Fast 150 frühe Nutzenbewertungen von neuen Arzneimitteln

Berlin – Der Gemeinsame Bundesausschuss (G-BA) hat im vergangenen Jahr 146 frühe Nutzenbewertungen für neue Arzneimittel abgeschlossen – so viel wie nie. Das teilte das Gremium jetzt mit.
„Die Forschungsleistung der Hersteller ist ungebrochen hoch. Aber es bedarf eben auch einer qualitativen Einordnung dahingehend, wie groß die Therapiefortschritte tatsächlich sind“, sagte Josef Hecken, unparteiischer Vorsitzender des G-BA und Vorsitzender des Unterausschusses Arzneimittel. Er betonte, genau das leiste der G-BA. Es handle sich um wichtige Informationen für die Behandlung von Patienten und auch für die Preisgestaltung.

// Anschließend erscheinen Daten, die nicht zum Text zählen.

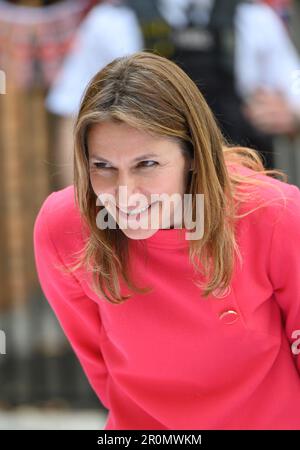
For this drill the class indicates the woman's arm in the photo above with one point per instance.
(285, 268)
(77, 314)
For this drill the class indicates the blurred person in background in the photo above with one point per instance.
(109, 30)
(240, 56)
(237, 52)
(173, 334)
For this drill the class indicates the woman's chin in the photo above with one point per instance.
(139, 233)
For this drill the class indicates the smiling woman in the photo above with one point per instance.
(210, 315)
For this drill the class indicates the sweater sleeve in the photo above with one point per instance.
(77, 314)
(285, 268)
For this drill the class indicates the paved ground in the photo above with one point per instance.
(35, 419)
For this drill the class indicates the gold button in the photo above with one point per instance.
(229, 316)
(221, 294)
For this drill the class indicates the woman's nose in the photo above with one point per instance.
(126, 187)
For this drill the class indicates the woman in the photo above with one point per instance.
(173, 333)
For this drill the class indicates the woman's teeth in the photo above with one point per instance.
(135, 212)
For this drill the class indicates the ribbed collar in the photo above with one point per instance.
(166, 238)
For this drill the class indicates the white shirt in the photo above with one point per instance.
(106, 33)
(265, 56)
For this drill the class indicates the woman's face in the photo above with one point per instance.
(131, 166)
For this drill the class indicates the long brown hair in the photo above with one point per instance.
(153, 94)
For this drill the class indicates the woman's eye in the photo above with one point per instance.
(147, 164)
(101, 166)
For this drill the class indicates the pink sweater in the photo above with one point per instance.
(171, 359)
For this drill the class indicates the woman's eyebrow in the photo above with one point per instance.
(139, 158)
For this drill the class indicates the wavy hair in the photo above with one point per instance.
(154, 94)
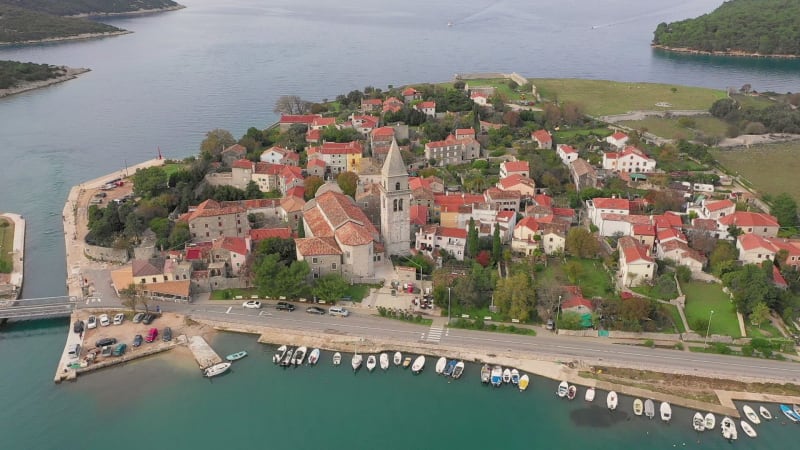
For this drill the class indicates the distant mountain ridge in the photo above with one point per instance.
(737, 27)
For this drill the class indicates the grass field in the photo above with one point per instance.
(701, 299)
(771, 169)
(601, 98)
(670, 129)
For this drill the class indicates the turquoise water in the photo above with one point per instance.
(164, 399)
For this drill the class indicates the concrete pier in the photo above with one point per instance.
(203, 353)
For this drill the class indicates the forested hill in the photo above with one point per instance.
(764, 27)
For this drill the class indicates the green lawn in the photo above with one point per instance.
(600, 97)
(769, 168)
(701, 299)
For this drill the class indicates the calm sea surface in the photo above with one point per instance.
(222, 65)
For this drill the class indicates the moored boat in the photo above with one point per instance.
(216, 369)
(236, 356)
(751, 415)
(589, 396)
(419, 364)
(611, 400)
(649, 408)
(698, 422)
(638, 407)
(563, 387)
(523, 382)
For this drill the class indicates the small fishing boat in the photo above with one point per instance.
(497, 376)
(563, 387)
(649, 408)
(611, 400)
(299, 355)
(751, 415)
(571, 392)
(748, 429)
(458, 370)
(711, 421)
(729, 429)
(666, 412)
(236, 356)
(638, 407)
(440, 365)
(356, 361)
(216, 369)
(419, 364)
(486, 374)
(313, 358)
(278, 356)
(698, 422)
(787, 411)
(523, 382)
(449, 368)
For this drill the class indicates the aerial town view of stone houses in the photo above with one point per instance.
(479, 200)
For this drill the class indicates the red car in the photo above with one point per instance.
(151, 335)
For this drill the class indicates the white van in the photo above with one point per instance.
(338, 311)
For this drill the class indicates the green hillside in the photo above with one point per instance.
(766, 27)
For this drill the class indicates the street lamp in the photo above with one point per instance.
(705, 341)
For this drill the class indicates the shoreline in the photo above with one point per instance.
(71, 74)
(740, 54)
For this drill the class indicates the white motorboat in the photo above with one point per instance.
(751, 415)
(748, 429)
(384, 361)
(611, 400)
(711, 421)
(666, 412)
(278, 356)
(313, 358)
(729, 429)
(638, 407)
(459, 370)
(441, 363)
(562, 390)
(299, 355)
(649, 408)
(216, 369)
(356, 361)
(419, 364)
(698, 422)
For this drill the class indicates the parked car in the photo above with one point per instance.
(284, 306)
(104, 342)
(315, 310)
(151, 335)
(252, 304)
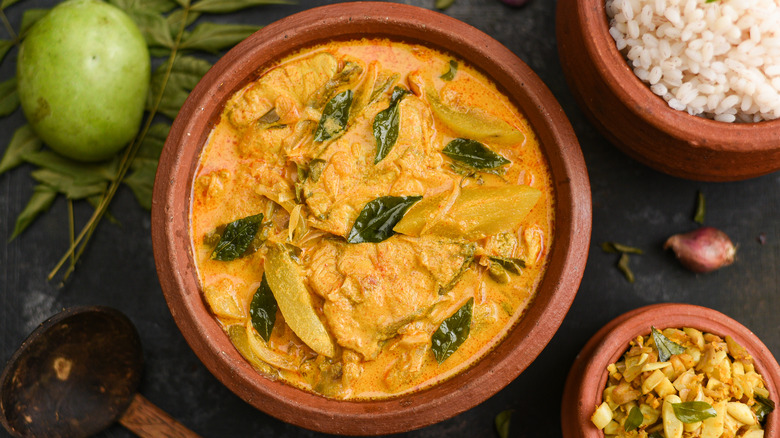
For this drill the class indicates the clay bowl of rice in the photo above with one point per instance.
(688, 87)
(730, 375)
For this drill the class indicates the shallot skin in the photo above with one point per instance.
(703, 250)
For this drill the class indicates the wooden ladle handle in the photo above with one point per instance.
(146, 420)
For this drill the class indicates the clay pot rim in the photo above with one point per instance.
(588, 376)
(506, 361)
(700, 132)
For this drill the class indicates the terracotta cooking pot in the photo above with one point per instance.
(172, 198)
(640, 123)
(588, 376)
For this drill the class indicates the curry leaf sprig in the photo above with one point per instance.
(174, 34)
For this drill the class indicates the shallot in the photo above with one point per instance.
(703, 250)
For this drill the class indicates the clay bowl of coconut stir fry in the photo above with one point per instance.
(370, 217)
(672, 370)
(688, 87)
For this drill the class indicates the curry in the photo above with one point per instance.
(370, 218)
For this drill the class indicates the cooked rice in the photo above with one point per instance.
(719, 60)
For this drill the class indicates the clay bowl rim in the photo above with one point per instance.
(637, 97)
(588, 376)
(171, 200)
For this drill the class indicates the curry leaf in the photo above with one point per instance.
(693, 412)
(176, 17)
(69, 186)
(386, 125)
(376, 221)
(666, 347)
(263, 310)
(213, 37)
(39, 202)
(763, 407)
(30, 17)
(473, 154)
(698, 215)
(502, 422)
(5, 46)
(617, 248)
(513, 265)
(24, 141)
(634, 420)
(154, 27)
(452, 332)
(185, 74)
(236, 238)
(624, 268)
(225, 6)
(450, 74)
(144, 166)
(334, 116)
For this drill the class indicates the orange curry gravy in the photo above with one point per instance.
(356, 320)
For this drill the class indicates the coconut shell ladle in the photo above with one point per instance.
(76, 375)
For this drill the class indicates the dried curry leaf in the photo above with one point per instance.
(9, 97)
(40, 201)
(473, 154)
(634, 420)
(237, 237)
(502, 422)
(666, 347)
(693, 412)
(452, 332)
(386, 125)
(23, 142)
(334, 116)
(450, 74)
(213, 37)
(699, 213)
(376, 221)
(263, 309)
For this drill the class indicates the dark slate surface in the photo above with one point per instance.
(632, 204)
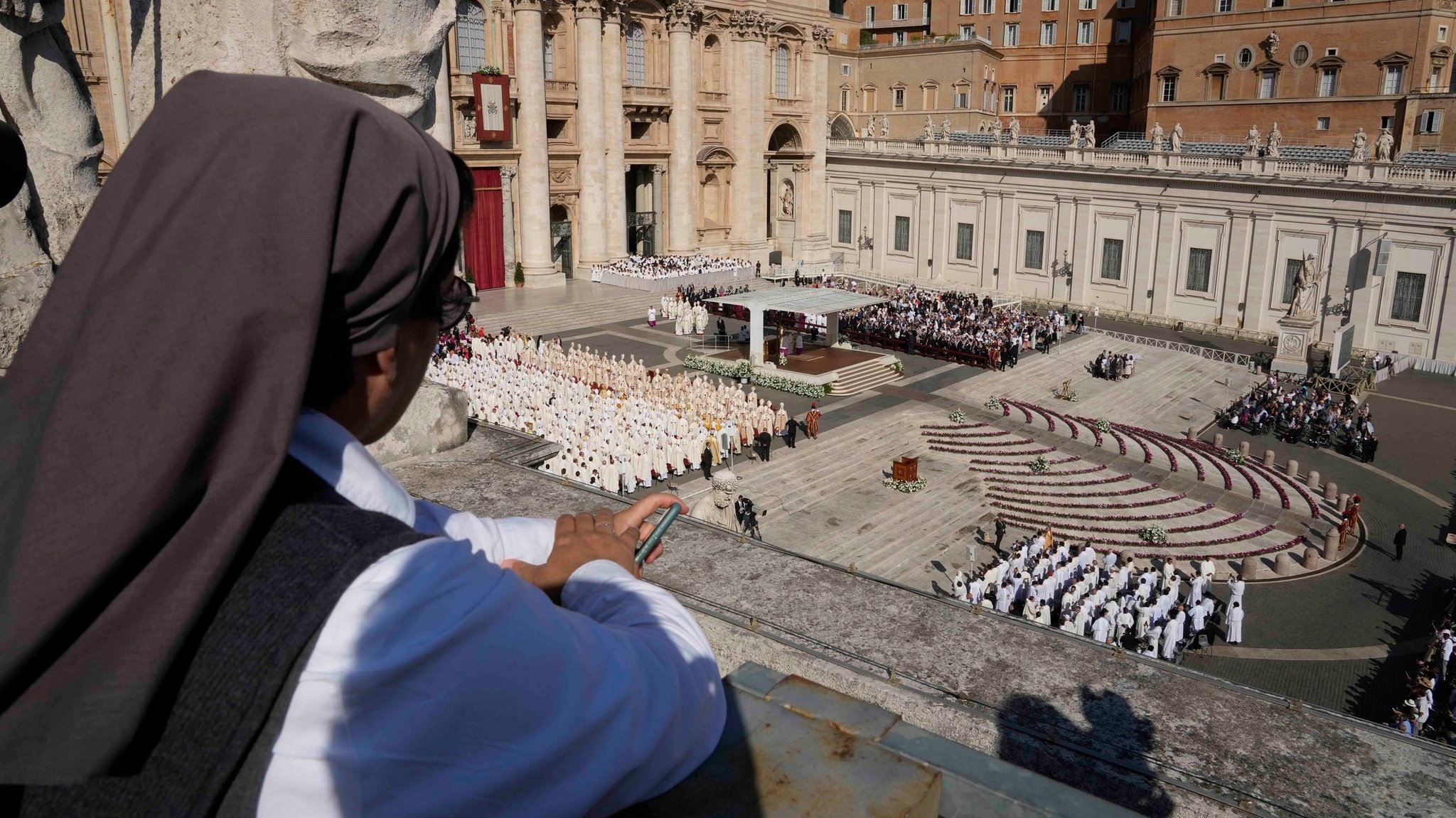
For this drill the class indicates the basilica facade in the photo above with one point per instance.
(641, 129)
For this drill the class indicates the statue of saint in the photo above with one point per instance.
(1383, 146)
(1307, 289)
(1359, 152)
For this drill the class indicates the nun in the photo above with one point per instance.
(213, 600)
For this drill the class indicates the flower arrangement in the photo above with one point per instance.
(906, 487)
(740, 370)
(1154, 533)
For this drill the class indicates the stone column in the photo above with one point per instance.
(612, 119)
(590, 136)
(682, 230)
(508, 223)
(657, 208)
(530, 136)
(750, 33)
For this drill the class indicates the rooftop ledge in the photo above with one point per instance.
(1147, 736)
(1263, 169)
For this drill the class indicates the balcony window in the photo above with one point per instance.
(1036, 244)
(1393, 76)
(1267, 80)
(1113, 259)
(781, 70)
(1200, 268)
(469, 36)
(637, 55)
(964, 240)
(1081, 98)
(1410, 293)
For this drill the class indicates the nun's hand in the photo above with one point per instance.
(587, 537)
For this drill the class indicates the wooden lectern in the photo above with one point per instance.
(906, 469)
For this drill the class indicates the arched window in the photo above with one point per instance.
(781, 70)
(637, 55)
(469, 36)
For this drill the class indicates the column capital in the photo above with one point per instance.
(750, 25)
(822, 37)
(683, 15)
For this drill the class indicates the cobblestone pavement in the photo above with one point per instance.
(1365, 603)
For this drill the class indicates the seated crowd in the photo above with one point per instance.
(670, 267)
(1093, 594)
(1305, 414)
(621, 426)
(1429, 708)
(938, 322)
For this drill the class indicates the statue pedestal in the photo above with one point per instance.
(1295, 337)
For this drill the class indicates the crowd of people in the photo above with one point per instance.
(1157, 612)
(1300, 412)
(670, 267)
(1429, 708)
(1113, 366)
(621, 426)
(929, 321)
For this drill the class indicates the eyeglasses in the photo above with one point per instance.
(455, 301)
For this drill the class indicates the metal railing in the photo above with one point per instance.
(1222, 355)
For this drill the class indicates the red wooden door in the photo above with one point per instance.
(483, 249)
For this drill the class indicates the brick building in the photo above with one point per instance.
(1320, 69)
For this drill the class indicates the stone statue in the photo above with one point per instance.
(1383, 146)
(1307, 289)
(1359, 152)
(718, 507)
(44, 98)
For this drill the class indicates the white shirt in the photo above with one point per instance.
(443, 684)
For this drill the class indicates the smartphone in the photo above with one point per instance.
(657, 533)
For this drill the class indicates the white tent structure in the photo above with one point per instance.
(810, 300)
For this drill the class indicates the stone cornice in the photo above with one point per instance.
(750, 25)
(683, 15)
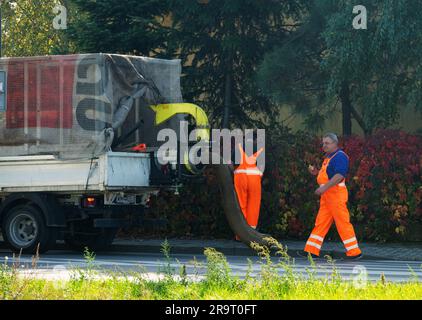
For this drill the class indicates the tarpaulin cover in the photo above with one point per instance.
(73, 106)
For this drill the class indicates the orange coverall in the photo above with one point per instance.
(333, 207)
(247, 183)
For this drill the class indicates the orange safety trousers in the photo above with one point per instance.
(247, 183)
(333, 207)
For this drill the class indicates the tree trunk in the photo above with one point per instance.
(346, 108)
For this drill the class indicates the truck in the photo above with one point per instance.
(78, 148)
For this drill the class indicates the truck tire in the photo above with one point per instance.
(99, 240)
(24, 229)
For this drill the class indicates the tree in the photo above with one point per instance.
(371, 72)
(28, 28)
(221, 44)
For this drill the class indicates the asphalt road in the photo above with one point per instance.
(62, 264)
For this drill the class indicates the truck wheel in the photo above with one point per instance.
(24, 229)
(99, 240)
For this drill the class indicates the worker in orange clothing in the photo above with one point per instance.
(333, 202)
(247, 183)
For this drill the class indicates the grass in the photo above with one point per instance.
(217, 282)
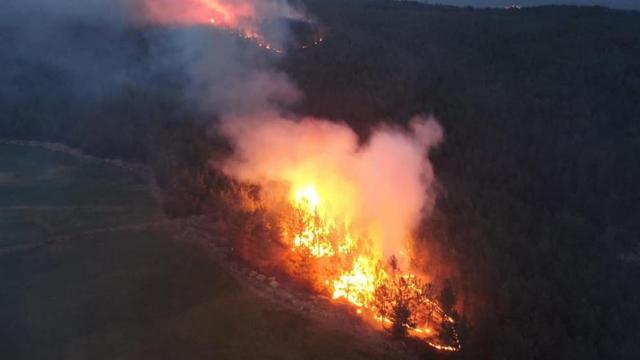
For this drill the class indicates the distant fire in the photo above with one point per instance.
(245, 18)
(346, 213)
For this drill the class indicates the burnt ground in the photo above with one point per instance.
(90, 268)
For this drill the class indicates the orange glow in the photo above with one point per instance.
(242, 17)
(346, 213)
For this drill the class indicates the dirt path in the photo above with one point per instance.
(281, 293)
(142, 169)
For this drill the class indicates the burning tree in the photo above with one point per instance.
(404, 303)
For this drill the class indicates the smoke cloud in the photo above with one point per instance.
(83, 50)
(383, 186)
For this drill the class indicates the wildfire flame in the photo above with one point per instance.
(359, 282)
(346, 212)
(245, 18)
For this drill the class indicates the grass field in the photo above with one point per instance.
(124, 294)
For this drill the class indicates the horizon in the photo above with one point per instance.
(613, 4)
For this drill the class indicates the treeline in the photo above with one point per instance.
(538, 171)
(538, 199)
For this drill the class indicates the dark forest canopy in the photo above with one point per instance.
(539, 196)
(616, 4)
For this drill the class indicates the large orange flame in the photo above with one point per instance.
(347, 211)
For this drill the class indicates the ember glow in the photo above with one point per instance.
(347, 211)
(246, 18)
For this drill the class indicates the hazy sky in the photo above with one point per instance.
(620, 4)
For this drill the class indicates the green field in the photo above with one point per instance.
(124, 294)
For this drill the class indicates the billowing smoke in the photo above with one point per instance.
(383, 187)
(224, 52)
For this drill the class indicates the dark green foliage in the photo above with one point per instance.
(539, 168)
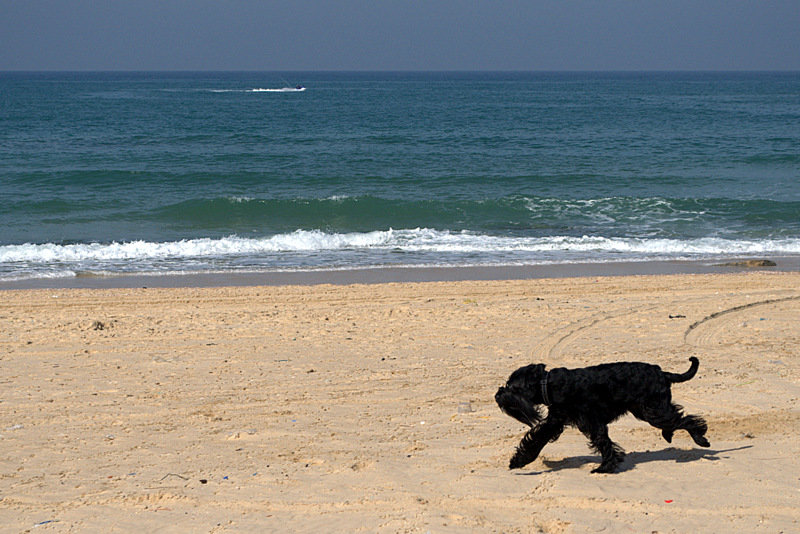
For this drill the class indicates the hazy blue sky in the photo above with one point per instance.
(399, 35)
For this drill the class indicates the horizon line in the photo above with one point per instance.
(409, 71)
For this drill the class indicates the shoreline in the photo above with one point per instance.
(383, 275)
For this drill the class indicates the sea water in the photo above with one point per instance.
(111, 173)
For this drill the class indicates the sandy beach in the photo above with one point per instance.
(369, 408)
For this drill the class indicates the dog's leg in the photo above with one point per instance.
(533, 442)
(696, 427)
(669, 418)
(611, 452)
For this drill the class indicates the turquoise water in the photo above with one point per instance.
(111, 173)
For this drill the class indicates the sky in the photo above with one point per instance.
(381, 35)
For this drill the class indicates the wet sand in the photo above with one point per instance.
(369, 407)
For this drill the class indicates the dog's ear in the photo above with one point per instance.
(528, 376)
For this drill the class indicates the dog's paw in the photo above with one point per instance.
(518, 462)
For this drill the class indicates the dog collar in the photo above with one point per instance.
(545, 398)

Von den 146 abgeschlossenen Verfahren betrafen 56 Verfahren neue Arzneimittel gegen Krebsleiden. Der Anteil von Arzneimitteln gegen seltene Krankheiten lag bei 19 Prozent und damit auf vergleichbarem Niveau wie in früheren Jahren. Insgesamt fünfmal konnte der G-BA einen erheblichen Zusatznutzen anerkennen und damit die beste Kategorie vergeben.
Dies betrifft zum Beispiel die Wirkstoffkombination Ivacaftor/Tezacaftor/Elexacaftor in Kombination mit Ivacaftor zur Behandlung von Mukoviszidose bei bestimmten Patienten ab zwölf Jahren. Ebenso hoch stufte der G-BA den Wirkstoff Nusinersen bei einer bestimmten Patientengruppe ein, die an der seltenen Erbkrankheit spinale Muskelatrophie (SMA) leidet.
Hecken wies in diesem Zusammenhang auf den Aufwand hin, den die frühe Nutzenbewertung bedeutet: „Jedem Beschluss ist eine in der Regel mehrere hundert Seiten umfassende wissenschaftliche Bewertung des vom pharmazeutischen Unternehmer vorgelegten Dossiers vorangegangen, zu der Experten Stellung nehmen konnten“, sagte er.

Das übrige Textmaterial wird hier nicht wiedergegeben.